Si nous admettons, comme nous l’avons proposé précédemment, que la créativité, finalité évidente de l’interdisciplanirité, résulte d’associations originales d’éléments pris à des disciplines différentes, il est difficile de savoir si ces associations doivent être réalisées en réunissant des individus différents appartenant à plusieurs disciplines, malgré les difficultés inhérentes à la dynamique des groupes humains, ou si ces associations peuvent être réalisées dans un même individu que nous avons dénommé « polyconceptualiste » pour l’opposer au « polytechnicien ».

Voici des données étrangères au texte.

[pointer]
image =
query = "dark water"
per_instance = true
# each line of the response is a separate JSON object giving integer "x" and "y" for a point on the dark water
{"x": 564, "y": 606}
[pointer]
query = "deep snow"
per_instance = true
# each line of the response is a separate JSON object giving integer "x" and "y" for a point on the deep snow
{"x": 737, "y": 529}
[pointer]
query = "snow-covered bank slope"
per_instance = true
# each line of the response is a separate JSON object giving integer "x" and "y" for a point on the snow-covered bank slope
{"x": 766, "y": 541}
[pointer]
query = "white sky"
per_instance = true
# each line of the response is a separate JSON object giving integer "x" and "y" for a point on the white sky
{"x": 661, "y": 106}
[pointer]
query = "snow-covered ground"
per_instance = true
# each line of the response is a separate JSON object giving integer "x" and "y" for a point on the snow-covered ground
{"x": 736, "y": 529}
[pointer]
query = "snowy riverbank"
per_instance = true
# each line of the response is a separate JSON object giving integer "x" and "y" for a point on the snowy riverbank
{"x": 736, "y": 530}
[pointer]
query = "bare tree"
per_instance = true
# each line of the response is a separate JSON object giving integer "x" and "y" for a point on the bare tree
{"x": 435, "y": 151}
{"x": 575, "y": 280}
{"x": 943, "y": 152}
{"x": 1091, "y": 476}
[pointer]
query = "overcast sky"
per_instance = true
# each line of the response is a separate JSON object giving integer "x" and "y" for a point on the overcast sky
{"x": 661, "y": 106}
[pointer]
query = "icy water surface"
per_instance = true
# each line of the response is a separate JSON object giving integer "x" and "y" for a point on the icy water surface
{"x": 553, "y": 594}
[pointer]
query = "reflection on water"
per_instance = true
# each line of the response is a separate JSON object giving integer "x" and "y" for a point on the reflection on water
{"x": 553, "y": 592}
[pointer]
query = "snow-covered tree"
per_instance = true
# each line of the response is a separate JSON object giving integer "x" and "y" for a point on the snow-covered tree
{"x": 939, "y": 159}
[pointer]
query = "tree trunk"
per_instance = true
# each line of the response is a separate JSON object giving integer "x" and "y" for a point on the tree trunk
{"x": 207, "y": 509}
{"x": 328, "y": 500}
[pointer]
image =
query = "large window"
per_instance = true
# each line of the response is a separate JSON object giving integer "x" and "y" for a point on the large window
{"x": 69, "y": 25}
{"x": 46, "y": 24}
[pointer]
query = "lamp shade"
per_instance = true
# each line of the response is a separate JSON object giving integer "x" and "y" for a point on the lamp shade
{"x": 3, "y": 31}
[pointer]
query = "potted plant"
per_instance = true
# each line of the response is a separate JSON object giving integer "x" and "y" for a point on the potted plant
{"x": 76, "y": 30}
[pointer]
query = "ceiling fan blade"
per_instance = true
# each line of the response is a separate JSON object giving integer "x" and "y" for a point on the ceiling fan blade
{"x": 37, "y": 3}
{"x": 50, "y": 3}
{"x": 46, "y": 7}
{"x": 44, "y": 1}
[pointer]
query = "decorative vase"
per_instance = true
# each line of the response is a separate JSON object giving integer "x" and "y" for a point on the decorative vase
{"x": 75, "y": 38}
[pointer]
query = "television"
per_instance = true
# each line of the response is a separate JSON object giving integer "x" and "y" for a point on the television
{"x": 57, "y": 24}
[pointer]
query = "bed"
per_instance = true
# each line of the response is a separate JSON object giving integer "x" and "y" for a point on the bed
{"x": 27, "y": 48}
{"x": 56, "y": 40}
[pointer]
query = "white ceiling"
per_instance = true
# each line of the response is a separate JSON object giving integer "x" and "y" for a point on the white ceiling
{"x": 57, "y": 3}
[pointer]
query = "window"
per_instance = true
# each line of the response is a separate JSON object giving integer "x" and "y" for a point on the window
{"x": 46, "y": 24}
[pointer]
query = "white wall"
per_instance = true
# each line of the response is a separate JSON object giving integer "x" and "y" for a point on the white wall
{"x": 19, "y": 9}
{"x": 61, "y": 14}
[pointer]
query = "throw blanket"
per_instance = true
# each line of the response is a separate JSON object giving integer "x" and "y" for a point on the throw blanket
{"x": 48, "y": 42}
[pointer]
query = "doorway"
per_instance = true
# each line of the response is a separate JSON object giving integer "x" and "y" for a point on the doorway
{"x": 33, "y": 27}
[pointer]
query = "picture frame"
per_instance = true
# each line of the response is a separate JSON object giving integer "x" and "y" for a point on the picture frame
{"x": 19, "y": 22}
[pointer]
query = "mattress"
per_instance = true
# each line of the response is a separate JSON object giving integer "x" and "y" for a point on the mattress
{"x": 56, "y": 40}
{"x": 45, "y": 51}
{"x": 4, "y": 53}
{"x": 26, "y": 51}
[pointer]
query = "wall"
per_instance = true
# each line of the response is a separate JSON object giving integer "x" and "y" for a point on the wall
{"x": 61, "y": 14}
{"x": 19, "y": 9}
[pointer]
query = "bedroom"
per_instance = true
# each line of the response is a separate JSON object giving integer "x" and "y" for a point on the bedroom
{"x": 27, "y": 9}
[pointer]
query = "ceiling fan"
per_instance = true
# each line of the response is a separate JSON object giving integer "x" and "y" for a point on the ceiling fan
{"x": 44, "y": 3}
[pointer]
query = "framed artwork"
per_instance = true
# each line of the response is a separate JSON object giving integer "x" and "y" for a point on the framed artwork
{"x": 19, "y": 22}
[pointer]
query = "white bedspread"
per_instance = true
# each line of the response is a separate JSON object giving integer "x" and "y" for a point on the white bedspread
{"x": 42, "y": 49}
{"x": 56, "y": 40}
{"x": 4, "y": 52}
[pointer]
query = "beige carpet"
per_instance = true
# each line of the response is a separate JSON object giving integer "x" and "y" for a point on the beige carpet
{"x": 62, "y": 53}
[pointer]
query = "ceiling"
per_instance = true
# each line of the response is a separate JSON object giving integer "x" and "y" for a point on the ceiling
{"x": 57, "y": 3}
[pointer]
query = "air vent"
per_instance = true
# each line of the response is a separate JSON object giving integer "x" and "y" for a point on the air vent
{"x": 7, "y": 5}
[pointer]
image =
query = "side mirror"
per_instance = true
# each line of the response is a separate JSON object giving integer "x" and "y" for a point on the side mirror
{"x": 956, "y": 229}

Or, l’étude de la créativité touche là à la sociologie, car il semble que ce qui paraît le plus souhaitable c’est une équipe de monotechniciens polyconceptualistes. Mono techniciens parce qu’il faut bien à un moment ou à un autre « informer » la matière et que cette possibilité de mise en forme, nous l’avons dit, est difficile à acquérir par un même homme dans plusieurs disciplines à la fois. Polyconceptualistes car c’est la façon la plus simple de faire disparaître la morgue interdisciplinaire, d’accorder les langages donc de permettre l’échange profitable des informations entre monotechniciens, et surtout d’aboutir à la création. A la création de nouvelles structures à laquelle chacun peut participer sur le plan conceptuel, alors qu’il se trouve protégé parallèlement par la technicité de tous les autres. Une telle équipe constitue en définitive un modèle peut-être utopique, d’une société humaine harmonieuse et efficace, fondée sur la distinction nécessaire entre information spécialisée, que l’on pourrait aussi appeler professionnelle ou technique, et information généralisée, celle concernant les structures d’ensemble et leur dynamisme fonctionnel. Existe-t-il un autre moyen d’atteindre la tolérance ?
La nouvelle grille ; Henri Laborit ; Folio Essai ; Gallimard.